Life, as has famously been observed, is short. Too damn short to go around second-guessing every thought you have and every goal you set for yourself. I wasted decades of my life trying to be anybody other than who I was, and that's time I'll never get back.
The reason I did that was purely my hyper-critical parents. Growing up, I was constantly told that I was an amazing, genius talent, but that somehow nothing I ever did was good enough. If I got good grades, they wanted to know why I didn't get perfect grades. If I got perfect grades, they wanted to know why I didn't do the extra credit. If I did the extra credit, they wanted to know why I was fat and not getting any exercise.
The clear message a child receives from a steady diet of this bullshit is "You are inherently wrong. It doesn't matter what you do, the fact that it's you doing it makes it bad."

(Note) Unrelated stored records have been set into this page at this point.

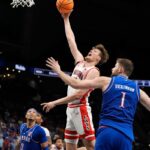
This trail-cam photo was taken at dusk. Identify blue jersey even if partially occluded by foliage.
[99,75,140,140]
[20,123,47,150]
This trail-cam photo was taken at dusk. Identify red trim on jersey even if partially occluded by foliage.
[80,89,93,104]
[80,106,95,137]
[83,66,100,79]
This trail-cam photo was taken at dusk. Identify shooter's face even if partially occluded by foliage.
[26,109,37,120]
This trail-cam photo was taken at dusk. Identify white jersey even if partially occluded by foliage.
[67,61,97,107]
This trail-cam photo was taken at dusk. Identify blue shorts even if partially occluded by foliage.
[95,127,132,150]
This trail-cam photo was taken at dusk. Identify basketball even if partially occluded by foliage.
[56,0,74,14]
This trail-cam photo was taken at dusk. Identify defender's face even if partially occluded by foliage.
[111,63,121,76]
[36,114,43,124]
[85,48,101,63]
[26,109,37,120]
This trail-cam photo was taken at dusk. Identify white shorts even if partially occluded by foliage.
[65,105,95,144]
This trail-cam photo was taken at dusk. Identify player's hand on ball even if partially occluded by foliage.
[46,57,61,73]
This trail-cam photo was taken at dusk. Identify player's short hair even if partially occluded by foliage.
[26,108,38,113]
[117,58,134,76]
[93,44,109,65]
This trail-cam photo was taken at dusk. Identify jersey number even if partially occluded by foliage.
[120,92,126,108]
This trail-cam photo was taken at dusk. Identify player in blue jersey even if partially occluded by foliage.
[45,57,150,150]
[20,108,49,150]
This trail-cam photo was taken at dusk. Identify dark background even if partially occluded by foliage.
[0,0,150,150]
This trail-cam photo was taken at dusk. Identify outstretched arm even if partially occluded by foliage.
[41,90,85,112]
[140,90,150,111]
[62,13,84,63]
[46,57,106,89]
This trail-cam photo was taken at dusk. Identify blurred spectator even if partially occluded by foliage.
[51,137,64,150]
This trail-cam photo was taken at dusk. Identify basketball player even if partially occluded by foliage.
[36,112,52,148]
[42,14,109,150]
[20,108,48,150]
[44,58,150,150]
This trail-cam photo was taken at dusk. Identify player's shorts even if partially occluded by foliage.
[65,105,95,144]
[95,127,132,150]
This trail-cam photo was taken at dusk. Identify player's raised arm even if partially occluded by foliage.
[62,13,84,63]
[46,57,107,89]
[140,90,150,111]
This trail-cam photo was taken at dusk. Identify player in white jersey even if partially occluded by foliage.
[36,112,52,149]
[41,14,109,150]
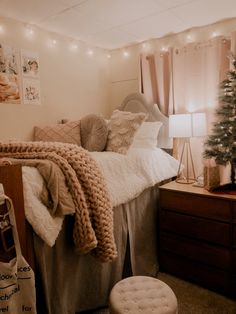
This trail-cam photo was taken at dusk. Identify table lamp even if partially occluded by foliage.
[169,113,206,184]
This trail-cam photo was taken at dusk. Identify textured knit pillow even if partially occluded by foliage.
[130,121,163,148]
[34,120,81,146]
[106,110,146,154]
[80,114,108,152]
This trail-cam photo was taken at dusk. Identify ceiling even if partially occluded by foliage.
[0,0,236,49]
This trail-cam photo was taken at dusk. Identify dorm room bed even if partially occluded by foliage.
[0,94,178,314]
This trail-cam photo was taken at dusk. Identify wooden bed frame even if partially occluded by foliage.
[0,165,35,269]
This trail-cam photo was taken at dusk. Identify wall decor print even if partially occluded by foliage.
[23,78,40,105]
[0,43,21,104]
[21,50,39,78]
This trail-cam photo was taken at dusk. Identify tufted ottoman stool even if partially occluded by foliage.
[109,276,178,314]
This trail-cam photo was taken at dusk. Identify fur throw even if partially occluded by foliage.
[0,142,117,262]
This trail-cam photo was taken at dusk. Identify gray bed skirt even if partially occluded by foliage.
[34,186,158,314]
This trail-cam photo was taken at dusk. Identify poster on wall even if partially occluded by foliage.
[21,50,39,79]
[0,43,21,104]
[23,78,40,105]
[21,50,40,105]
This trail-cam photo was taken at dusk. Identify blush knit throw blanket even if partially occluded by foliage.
[0,142,117,262]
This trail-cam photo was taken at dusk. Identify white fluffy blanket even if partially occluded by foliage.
[23,148,178,246]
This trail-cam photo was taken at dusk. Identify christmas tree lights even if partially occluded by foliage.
[203,56,236,189]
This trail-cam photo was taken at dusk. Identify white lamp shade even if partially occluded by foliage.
[192,112,207,136]
[169,113,192,137]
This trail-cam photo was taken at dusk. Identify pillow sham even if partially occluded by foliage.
[106,110,146,154]
[80,114,108,152]
[34,120,81,146]
[130,121,163,148]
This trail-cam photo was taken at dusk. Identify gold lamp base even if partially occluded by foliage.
[175,139,196,184]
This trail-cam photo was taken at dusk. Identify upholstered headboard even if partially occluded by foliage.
[118,93,173,149]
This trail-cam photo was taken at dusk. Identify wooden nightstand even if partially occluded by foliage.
[159,181,236,297]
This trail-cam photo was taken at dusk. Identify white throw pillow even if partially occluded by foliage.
[106,110,147,154]
[130,121,163,148]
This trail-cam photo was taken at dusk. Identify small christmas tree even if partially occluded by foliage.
[203,56,236,189]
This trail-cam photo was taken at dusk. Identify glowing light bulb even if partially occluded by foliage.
[70,42,79,51]
[87,49,94,56]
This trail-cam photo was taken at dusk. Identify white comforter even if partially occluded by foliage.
[22,148,178,246]
[91,148,178,206]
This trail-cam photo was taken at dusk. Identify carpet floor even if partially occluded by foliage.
[83,273,236,314]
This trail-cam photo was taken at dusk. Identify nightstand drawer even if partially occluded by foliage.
[160,190,231,221]
[232,248,236,275]
[160,210,230,245]
[160,233,230,271]
[233,200,236,222]
[161,253,232,294]
[233,224,236,248]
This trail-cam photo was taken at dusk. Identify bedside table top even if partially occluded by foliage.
[159,181,236,201]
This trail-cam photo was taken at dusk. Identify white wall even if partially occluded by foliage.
[0,19,110,140]
[111,18,236,108]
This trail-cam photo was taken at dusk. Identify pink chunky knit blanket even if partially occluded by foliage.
[0,142,117,262]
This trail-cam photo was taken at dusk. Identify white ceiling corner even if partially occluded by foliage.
[0,0,236,49]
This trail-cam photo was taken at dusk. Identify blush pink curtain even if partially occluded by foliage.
[140,36,230,175]
[173,37,230,175]
[139,50,173,116]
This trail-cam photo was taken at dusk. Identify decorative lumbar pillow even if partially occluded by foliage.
[130,121,163,148]
[106,110,146,154]
[34,120,81,146]
[80,114,108,152]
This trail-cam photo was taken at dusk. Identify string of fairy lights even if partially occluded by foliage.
[0,20,227,59]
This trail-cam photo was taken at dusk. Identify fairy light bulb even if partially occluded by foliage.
[87,49,94,56]
[123,50,130,58]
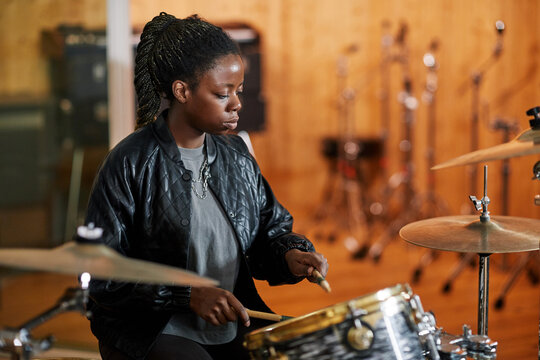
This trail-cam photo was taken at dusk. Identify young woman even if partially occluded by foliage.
[87,13,328,359]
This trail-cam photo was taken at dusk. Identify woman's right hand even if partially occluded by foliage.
[189,286,250,327]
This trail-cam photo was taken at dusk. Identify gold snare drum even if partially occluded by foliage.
[244,284,434,360]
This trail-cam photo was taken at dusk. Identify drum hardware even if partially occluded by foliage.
[0,224,217,286]
[495,160,540,309]
[432,106,540,300]
[0,224,217,360]
[430,20,505,292]
[438,325,498,360]
[0,273,91,360]
[400,165,540,335]
[468,20,505,211]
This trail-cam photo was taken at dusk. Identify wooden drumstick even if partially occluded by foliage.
[246,309,292,321]
[313,269,332,293]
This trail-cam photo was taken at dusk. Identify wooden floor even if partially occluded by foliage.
[0,217,540,360]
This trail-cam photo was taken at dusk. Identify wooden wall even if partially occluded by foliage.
[0,0,540,217]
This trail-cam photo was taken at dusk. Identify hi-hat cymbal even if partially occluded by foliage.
[399,215,540,254]
[0,241,217,285]
[431,129,540,170]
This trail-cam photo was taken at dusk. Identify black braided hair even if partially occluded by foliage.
[135,12,239,128]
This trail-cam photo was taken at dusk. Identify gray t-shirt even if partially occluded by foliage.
[163,145,240,344]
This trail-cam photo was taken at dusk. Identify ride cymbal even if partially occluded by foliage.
[431,128,540,170]
[399,215,540,254]
[0,241,218,285]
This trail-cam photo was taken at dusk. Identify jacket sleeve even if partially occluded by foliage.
[246,173,315,285]
[86,150,191,312]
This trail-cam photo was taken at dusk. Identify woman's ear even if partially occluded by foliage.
[172,80,189,104]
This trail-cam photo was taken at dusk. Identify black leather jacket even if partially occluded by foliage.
[86,114,314,359]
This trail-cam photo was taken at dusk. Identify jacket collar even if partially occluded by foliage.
[151,110,216,164]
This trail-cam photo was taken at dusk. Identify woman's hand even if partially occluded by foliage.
[285,249,328,282]
[189,286,249,327]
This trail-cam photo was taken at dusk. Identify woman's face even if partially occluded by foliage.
[185,55,244,134]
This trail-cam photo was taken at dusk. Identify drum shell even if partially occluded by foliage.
[244,284,424,360]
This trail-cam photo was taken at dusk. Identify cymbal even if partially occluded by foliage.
[399,215,540,254]
[431,129,540,170]
[0,241,218,285]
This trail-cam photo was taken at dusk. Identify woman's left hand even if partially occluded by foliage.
[285,249,328,282]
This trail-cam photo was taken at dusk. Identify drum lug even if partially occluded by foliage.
[268,346,289,360]
[347,321,374,350]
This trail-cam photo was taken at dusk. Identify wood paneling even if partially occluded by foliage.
[0,0,540,217]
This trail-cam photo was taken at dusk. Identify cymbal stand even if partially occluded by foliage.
[442,20,505,293]
[469,165,491,335]
[0,273,90,360]
[495,156,540,309]
[315,46,367,248]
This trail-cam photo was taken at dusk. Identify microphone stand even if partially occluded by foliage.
[315,46,367,249]
[362,24,426,262]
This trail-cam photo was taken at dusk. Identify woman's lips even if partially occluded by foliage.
[223,118,238,130]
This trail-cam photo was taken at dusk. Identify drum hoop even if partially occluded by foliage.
[244,284,413,350]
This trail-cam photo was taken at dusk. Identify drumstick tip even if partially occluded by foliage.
[313,270,332,293]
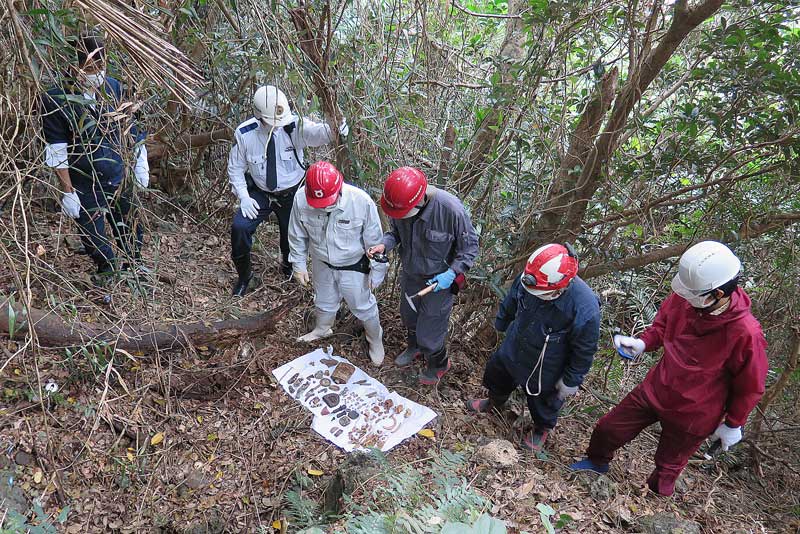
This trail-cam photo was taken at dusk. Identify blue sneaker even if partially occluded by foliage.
[569,458,609,475]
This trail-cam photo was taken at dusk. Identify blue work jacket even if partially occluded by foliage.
[41,77,145,191]
[495,276,600,393]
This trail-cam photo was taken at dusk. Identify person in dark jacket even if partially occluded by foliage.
[367,167,478,386]
[41,35,150,283]
[570,241,768,496]
[466,244,600,452]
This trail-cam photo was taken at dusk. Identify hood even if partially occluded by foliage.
[676,287,750,331]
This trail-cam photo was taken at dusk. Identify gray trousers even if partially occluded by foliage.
[400,273,453,367]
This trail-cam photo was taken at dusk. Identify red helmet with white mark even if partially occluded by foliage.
[306,161,344,208]
[522,243,578,295]
[381,167,428,219]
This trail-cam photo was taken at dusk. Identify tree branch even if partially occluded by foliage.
[580,213,800,280]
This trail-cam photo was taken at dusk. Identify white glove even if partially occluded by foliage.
[133,145,150,189]
[61,191,81,219]
[556,377,578,400]
[614,334,644,358]
[133,171,150,189]
[711,423,742,451]
[369,264,389,291]
[239,195,261,219]
[292,271,311,287]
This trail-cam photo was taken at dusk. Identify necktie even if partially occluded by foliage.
[267,131,278,191]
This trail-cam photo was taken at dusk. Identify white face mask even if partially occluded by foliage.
[680,295,717,310]
[400,208,419,219]
[534,289,564,300]
[83,70,106,89]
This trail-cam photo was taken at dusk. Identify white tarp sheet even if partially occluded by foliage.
[272,347,436,452]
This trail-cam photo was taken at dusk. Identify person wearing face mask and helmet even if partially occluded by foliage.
[570,241,768,496]
[41,34,150,284]
[368,167,478,386]
[466,243,600,452]
[228,85,350,297]
[289,161,389,365]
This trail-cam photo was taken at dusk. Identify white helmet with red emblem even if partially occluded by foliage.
[521,243,578,297]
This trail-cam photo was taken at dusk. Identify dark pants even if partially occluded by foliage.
[231,186,297,263]
[483,352,564,430]
[75,181,144,272]
[586,388,707,495]
[400,273,453,369]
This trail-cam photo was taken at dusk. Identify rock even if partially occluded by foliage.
[0,471,31,516]
[183,512,225,534]
[589,475,617,501]
[184,469,207,489]
[638,512,700,534]
[475,439,519,469]
[323,452,381,514]
[14,451,33,465]
[64,235,86,254]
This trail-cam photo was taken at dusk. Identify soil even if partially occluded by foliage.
[0,192,800,533]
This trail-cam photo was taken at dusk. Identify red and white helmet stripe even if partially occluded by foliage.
[523,243,578,294]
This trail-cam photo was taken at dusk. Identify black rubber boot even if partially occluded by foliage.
[465,393,508,413]
[233,254,253,297]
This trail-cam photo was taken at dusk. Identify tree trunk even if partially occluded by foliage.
[519,0,722,253]
[289,0,355,180]
[0,296,289,353]
[452,0,528,196]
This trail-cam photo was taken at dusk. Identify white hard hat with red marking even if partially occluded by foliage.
[522,243,578,295]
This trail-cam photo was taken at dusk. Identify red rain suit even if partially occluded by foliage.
[587,288,767,495]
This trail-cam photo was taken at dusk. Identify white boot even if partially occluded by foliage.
[364,317,384,365]
[297,310,336,343]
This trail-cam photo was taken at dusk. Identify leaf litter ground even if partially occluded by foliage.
[0,196,799,533]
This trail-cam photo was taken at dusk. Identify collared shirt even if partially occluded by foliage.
[228,117,333,198]
[382,185,478,277]
[289,184,383,271]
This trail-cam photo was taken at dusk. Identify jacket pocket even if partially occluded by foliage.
[334,219,364,250]
[425,230,454,262]
[247,155,267,178]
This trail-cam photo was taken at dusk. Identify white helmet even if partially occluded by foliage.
[672,241,742,307]
[253,85,293,128]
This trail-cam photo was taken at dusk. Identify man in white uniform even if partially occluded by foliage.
[228,85,349,296]
[289,161,388,365]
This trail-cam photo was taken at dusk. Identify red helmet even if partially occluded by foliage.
[381,167,428,219]
[522,243,578,295]
[306,161,344,208]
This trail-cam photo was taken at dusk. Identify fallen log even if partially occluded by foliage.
[0,296,289,353]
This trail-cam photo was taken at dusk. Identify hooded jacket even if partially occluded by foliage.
[495,276,600,395]
[639,288,768,436]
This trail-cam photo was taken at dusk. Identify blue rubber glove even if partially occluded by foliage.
[428,269,456,293]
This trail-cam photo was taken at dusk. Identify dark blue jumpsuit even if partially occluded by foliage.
[41,77,145,272]
[483,276,600,430]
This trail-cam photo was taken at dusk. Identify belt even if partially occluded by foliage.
[244,172,303,200]
[322,254,369,274]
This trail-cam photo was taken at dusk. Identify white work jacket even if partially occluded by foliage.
[228,117,333,199]
[289,184,383,271]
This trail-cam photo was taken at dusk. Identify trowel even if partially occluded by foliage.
[403,282,439,312]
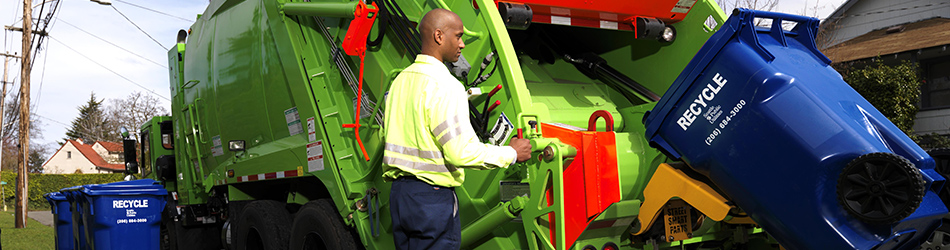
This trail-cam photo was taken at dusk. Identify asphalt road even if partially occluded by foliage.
[26,211,53,227]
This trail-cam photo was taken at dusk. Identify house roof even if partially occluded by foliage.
[96,141,123,152]
[822,18,950,62]
[819,0,860,29]
[57,140,125,171]
[820,0,860,29]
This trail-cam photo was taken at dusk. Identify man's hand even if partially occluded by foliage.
[508,138,531,162]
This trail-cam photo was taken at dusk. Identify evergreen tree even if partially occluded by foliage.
[63,93,119,143]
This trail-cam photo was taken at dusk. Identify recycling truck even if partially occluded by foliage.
[127,0,947,250]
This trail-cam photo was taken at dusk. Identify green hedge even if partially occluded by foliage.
[0,171,125,210]
[844,60,920,137]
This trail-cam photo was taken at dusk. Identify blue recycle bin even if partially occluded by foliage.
[43,192,75,250]
[57,186,89,250]
[644,9,947,249]
[80,179,168,250]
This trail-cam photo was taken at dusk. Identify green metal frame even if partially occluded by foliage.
[155,0,788,249]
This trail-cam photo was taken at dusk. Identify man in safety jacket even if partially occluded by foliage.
[383,9,531,249]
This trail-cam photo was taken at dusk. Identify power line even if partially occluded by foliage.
[49,36,171,102]
[109,5,168,51]
[113,0,195,23]
[56,18,165,69]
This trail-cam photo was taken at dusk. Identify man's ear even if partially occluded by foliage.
[432,29,444,45]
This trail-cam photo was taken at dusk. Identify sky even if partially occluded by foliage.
[0,0,844,150]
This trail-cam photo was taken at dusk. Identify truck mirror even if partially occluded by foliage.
[122,139,139,174]
[228,140,245,152]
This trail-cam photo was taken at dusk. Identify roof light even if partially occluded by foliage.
[659,25,676,42]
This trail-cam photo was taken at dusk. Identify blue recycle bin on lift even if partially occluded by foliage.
[644,9,947,249]
[43,192,75,250]
[79,179,168,250]
[56,186,89,250]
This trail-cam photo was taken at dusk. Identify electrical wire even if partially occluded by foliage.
[109,5,168,51]
[113,0,195,23]
[49,36,171,101]
[56,18,165,69]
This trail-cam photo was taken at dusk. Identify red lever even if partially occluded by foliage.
[485,100,501,114]
[343,1,379,56]
[342,1,379,161]
[587,110,614,132]
[488,84,501,98]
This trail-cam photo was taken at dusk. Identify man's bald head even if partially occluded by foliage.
[419,9,465,62]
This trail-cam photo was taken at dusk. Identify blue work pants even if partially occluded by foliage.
[389,177,462,250]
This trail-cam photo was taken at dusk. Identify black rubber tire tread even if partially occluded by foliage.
[836,152,925,225]
[231,200,291,250]
[290,199,358,250]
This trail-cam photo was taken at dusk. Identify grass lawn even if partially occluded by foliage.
[0,210,55,250]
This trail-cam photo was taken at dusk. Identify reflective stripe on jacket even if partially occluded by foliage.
[383,55,517,187]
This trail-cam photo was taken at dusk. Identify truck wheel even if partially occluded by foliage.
[290,199,357,250]
[232,200,291,250]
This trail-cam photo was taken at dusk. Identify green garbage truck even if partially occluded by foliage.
[127,0,942,250]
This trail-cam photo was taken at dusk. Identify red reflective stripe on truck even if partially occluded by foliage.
[237,170,300,182]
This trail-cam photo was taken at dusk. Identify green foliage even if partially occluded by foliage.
[0,171,125,210]
[0,210,56,250]
[910,133,950,149]
[844,62,920,135]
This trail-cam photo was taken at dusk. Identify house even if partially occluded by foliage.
[820,0,950,136]
[43,139,125,174]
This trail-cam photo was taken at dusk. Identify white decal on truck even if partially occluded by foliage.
[676,73,727,131]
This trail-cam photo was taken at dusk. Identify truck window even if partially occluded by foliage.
[139,129,152,176]
[159,121,175,149]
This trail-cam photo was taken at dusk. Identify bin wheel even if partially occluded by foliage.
[232,200,291,250]
[290,199,357,250]
[837,153,924,224]
[917,218,950,250]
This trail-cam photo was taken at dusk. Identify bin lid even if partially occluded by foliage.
[81,179,168,196]
[43,192,66,201]
[643,8,831,159]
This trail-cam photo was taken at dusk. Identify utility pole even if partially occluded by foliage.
[0,53,20,211]
[14,0,33,228]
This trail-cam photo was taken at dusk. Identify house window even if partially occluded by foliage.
[920,58,950,109]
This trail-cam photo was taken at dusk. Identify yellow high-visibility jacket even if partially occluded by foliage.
[383,55,517,187]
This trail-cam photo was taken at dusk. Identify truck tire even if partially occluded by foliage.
[232,200,291,250]
[290,199,357,250]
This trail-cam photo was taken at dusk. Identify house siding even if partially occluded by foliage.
[43,143,101,174]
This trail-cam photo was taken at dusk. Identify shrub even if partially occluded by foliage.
[844,60,920,137]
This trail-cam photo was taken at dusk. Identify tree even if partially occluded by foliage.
[843,60,920,137]
[27,144,50,173]
[108,92,168,139]
[63,93,119,142]
[0,94,49,172]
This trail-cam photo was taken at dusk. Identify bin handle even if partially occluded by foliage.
[732,8,831,65]
[587,109,614,132]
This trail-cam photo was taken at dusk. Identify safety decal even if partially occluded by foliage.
[307,116,317,142]
[353,94,373,119]
[211,135,224,156]
[307,140,323,172]
[488,112,515,146]
[284,107,303,136]
[670,0,696,13]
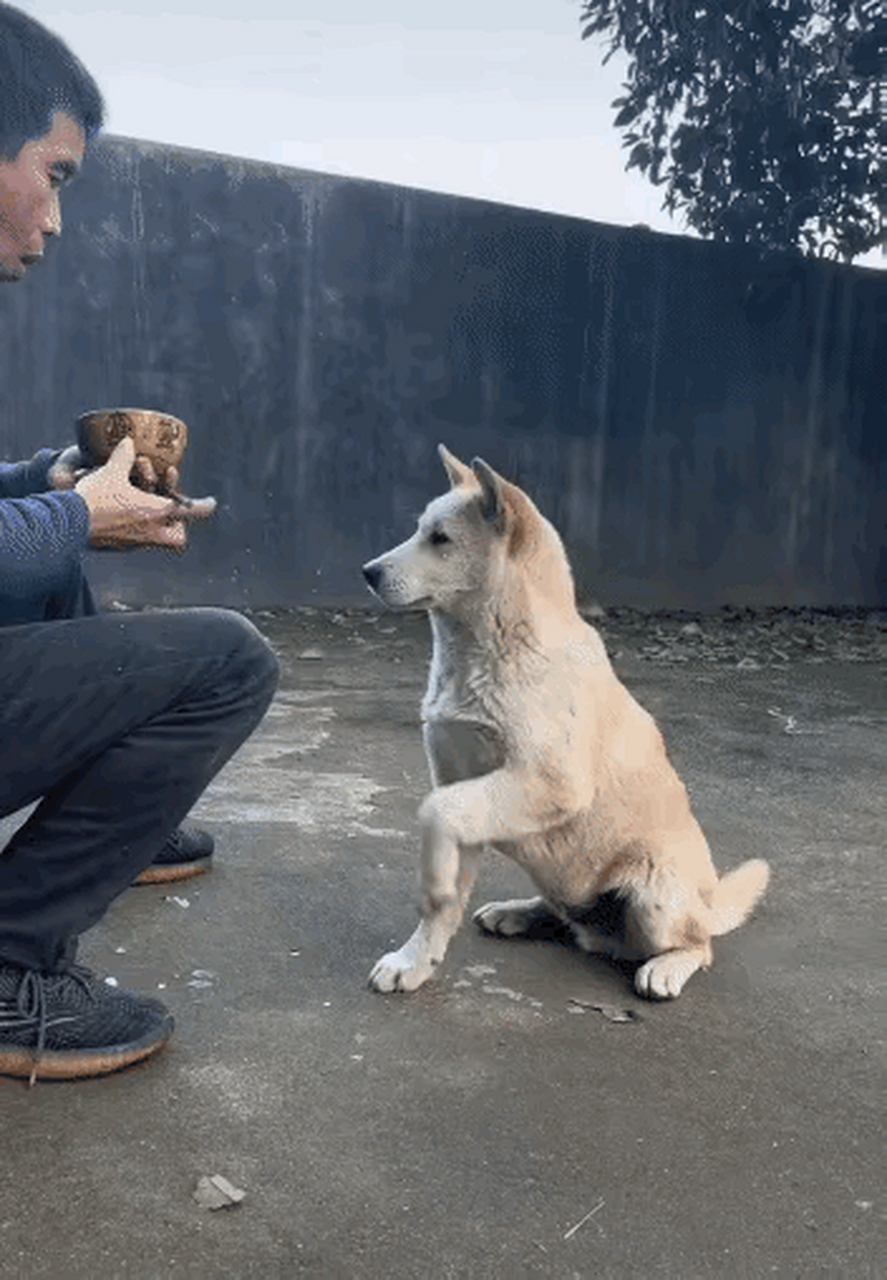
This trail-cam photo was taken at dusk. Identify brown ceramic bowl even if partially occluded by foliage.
[77,408,188,489]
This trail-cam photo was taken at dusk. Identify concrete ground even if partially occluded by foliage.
[0,608,887,1280]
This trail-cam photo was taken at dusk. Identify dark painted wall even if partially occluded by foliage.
[0,138,887,607]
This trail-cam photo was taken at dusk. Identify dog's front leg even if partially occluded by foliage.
[370,792,480,992]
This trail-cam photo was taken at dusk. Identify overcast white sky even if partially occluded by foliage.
[19,0,884,266]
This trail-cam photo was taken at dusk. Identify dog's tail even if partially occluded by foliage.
[709,858,771,937]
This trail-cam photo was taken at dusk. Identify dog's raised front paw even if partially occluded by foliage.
[635,951,700,1000]
[369,947,434,993]
[472,899,538,938]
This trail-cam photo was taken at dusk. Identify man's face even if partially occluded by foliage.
[0,111,86,280]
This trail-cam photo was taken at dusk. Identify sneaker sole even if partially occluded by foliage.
[0,1018,174,1080]
[133,858,210,884]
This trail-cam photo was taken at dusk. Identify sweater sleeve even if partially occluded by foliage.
[0,449,90,625]
[0,449,60,498]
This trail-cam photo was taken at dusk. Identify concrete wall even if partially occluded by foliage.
[0,138,887,607]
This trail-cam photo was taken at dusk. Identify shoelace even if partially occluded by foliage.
[15,965,96,1088]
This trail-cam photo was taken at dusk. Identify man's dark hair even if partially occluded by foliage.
[0,4,105,160]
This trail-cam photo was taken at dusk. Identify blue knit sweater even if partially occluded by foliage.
[0,449,90,626]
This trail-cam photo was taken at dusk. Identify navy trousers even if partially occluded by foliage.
[0,570,278,972]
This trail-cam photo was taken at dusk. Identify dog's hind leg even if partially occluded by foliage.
[370,846,483,992]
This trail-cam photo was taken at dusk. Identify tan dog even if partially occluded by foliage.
[364,445,769,998]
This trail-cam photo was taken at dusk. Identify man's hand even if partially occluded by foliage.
[74,436,215,550]
[46,444,87,489]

Now as a fully-realized adult, I understand that the proper response is "Up yours with a wire brush!" But as a child, when it's your own parents doing this to you, you don't understand that it's just two screwed-up people operating in a tiny little sphere of influence. To you it's your whole world.
My parents are gone now, and as I say, I'm an adult and responsible for standing on my own feet, making my own decisions, and making my life be what I want it to be instead of just taking what's handed to me. Yes, those decades are gone and I can never have them back. But I do have right now, and I'm going to use it to its best possible purpose.
I'm gonna be me. They way I like me.